The RLHF technique is relatively straightforward.

It goes like this. The AI presents to a human something that the human is supposed to rate with either a thumbs up or a thumbs down. In a conventional setting, suppose the sentence “Please pay attention, thank you” is presented and the human rater must indicate whether this is a proper sentence or not. They would presumably give a thumbs up. If the sentence had said “Hey, idiot, open your darned eyes” the thumbs down might have been used, simply due to the notion that this seems rather insulting.

The same approach can be used when reviewing code. Snippets of code can be presented to a code tutor or code labeler and ask them to rate the code. A thumbs up or thumbs down is probably not going to be fully expressive, so they might be required to enter various details and get into the nitty-gritty.

If you have a whole bunch of code tutors or code labelers, and you keep presenting them with code, and they do their responses suitably, the AI can incrementally pick up on patterns of what is good code versus lousy code, and from this be able to generate code that is possibly as good as what humans can produce.

Heaven forbid, the AI could possibly produce better code than humans.

Why?

Humans are humans. They make mistakes. They skip over things. They get tired. They can only write code at a particular pace. They devise their code based on what is in their noggins. A given programmer might not have as wide a base of coding experience as someone else. Etc.

Envision generative AI as not getting tired, being less likely to make mistakes, writing code as fast as the computing resources allow, and leveraging the identified patterns of how humans, including the best of the best, write code. This could be a lot less expensive in the long run, and potentially boost consistency, spur the pace of coding, and might bolster quality.

A retort is that AI doesn’t have instinct, it doesn’t have the creativity that humans do, and otherwise will be a mindless spewer of code. Heaven help us. For my analysis of such notions, see the link here.

Don’t Take To Truck Driving Instead Of Coding

You might remember a famous scene in the movie Top Gun where the high-caliber fighter pilot and navigator joke about (spoiler alert) they might decide to go to truck driving school as a backup to not being allowed to fly.

This brings up two provocative or perhaps smarmy questions that I overhear among seasoned software engineers:

  • Should software developers acknowledge the writing on the wall that AI is going to meet and likely surpass human programming skills?
  • If so, should they start looking around for a truck driving school?

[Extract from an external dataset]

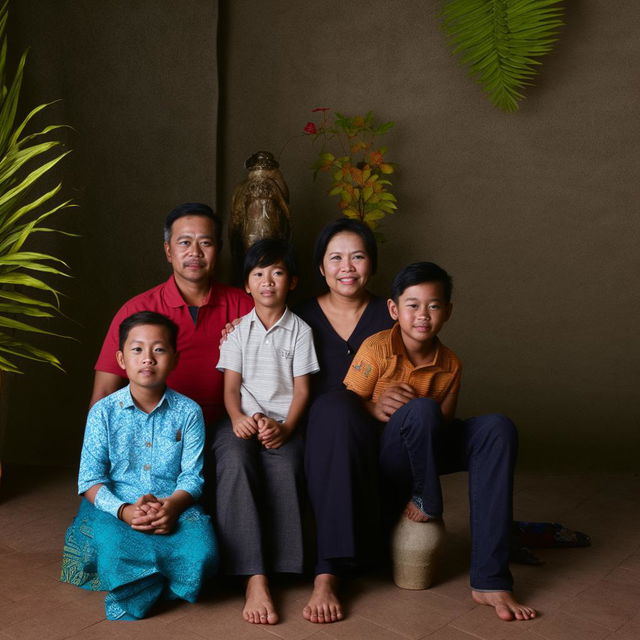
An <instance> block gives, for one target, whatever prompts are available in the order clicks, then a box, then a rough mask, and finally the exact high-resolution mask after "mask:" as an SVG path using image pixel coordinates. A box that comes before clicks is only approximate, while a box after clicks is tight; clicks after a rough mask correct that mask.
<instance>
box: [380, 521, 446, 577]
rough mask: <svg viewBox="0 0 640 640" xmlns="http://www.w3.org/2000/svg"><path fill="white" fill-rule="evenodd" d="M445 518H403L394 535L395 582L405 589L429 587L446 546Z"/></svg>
mask: <svg viewBox="0 0 640 640" xmlns="http://www.w3.org/2000/svg"><path fill="white" fill-rule="evenodd" d="M444 537H445V528H444V523H443V522H442V520H430V521H429V522H413V520H409V518H407V517H405V516H404V515H403V516H401V517H400V520H399V521H398V524H397V525H396V526H395V528H394V530H393V533H392V535H391V558H392V561H393V581H394V582H395V583H396V585H397V586H399V587H400V588H402V589H428V588H429V587H430V586H431V583H432V582H433V577H434V574H435V570H436V565H437V563H438V560H439V557H440V555H441V553H442V550H443V548H444Z"/></svg>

Well, first of all, truck driving is also facing the writing on the wall. The advent of autonomous vehicles such as self-driving cars and self-driving trucks is predicted to wean down the need for human drivers. No sense in switching from the frying pan to the fire.

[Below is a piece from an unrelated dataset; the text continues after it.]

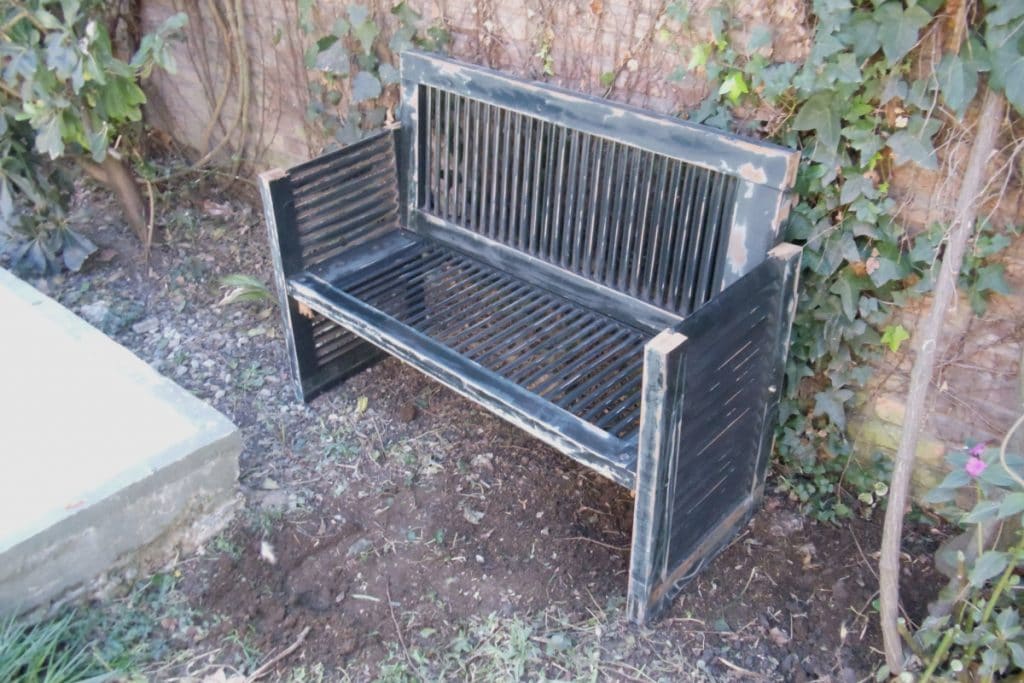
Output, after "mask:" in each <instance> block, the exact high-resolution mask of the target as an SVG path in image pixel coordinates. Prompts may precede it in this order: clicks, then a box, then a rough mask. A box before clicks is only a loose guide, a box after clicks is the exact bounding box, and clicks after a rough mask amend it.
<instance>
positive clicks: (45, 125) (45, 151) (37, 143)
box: [36, 114, 63, 159]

Second, we are still some distance from AI getting so good at programming that we would want to across-the-board have exclusively autonomously generated software. It can be done here or there. We are still in need of human software developers. Whether they are going to be coding from scratch is less likely and will instead be working side-by-side, shall we say hand-in-hand with generative AI.

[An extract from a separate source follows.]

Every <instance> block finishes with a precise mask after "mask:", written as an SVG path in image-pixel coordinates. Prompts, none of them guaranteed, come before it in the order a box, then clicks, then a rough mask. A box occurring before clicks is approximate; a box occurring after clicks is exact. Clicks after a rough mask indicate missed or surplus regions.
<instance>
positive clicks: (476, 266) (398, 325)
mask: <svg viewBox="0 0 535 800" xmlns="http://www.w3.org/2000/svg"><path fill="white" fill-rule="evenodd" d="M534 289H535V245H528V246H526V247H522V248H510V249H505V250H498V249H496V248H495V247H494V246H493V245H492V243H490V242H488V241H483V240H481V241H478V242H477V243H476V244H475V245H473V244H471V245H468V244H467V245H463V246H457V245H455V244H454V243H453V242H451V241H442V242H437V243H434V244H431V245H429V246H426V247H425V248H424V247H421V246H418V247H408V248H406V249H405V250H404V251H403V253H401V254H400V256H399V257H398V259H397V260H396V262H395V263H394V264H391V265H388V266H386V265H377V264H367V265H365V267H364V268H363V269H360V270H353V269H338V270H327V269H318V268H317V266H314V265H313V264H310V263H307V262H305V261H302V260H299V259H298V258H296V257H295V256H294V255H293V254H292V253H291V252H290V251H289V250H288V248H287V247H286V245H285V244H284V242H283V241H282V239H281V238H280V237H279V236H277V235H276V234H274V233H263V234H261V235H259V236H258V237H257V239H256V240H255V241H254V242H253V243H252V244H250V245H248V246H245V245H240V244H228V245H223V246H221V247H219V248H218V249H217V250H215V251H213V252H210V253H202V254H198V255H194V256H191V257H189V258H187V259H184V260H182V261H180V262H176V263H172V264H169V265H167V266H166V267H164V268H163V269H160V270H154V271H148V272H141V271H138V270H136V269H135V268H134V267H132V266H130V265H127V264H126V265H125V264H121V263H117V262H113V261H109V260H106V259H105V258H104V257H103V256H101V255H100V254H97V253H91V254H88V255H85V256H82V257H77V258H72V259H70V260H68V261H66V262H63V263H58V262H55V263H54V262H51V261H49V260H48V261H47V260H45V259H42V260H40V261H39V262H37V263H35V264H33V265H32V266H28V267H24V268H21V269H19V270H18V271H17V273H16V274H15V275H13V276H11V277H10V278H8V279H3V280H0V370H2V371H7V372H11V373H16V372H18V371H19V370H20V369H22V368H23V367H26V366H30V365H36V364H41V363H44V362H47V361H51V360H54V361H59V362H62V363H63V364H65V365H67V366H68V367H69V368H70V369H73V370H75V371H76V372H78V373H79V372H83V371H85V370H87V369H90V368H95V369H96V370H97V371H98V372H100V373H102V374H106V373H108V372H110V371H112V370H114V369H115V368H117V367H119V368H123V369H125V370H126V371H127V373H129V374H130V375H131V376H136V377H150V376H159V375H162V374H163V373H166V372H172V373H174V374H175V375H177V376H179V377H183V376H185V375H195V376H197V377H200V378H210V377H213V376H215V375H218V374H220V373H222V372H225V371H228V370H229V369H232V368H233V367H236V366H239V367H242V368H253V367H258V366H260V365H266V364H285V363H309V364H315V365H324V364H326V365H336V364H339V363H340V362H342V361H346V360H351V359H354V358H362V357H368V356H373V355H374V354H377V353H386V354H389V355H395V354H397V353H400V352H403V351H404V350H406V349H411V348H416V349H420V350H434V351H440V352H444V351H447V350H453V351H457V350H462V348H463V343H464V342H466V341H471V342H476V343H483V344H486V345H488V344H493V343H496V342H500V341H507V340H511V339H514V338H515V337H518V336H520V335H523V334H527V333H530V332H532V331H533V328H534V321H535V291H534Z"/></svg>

Doing so at this time can be exasperating for human software engineers. The AI is still clunky at times. The AI needs to get better at coding. Those code tutors and code labelers are doing their part. This could democratize coding, vastly expand the applications we might all enjoy, lower the costs of making use of applications, and change the world accordingly.

Will this eliminate all those software developer jobs or aid them? Will this spur the need for more human programmers? Will AI only be proficient as a bottom-feeder in coding?

Alas, haven’t we heard time and again that programmers would soon be outdated and out of work? This has been a clamor that existed when so-called 4GL or fourth-generation languages came along, as did even earlier when coding languages such as RPG were all the splash. Maybe generative AI is yet another in a long line of assertions that the sky is falling.

Time will tell.

Traitors or devisers of the future, it’s a conundrum and worthy of discussion, but do so civilly, please, and with suitable decorum, thanks.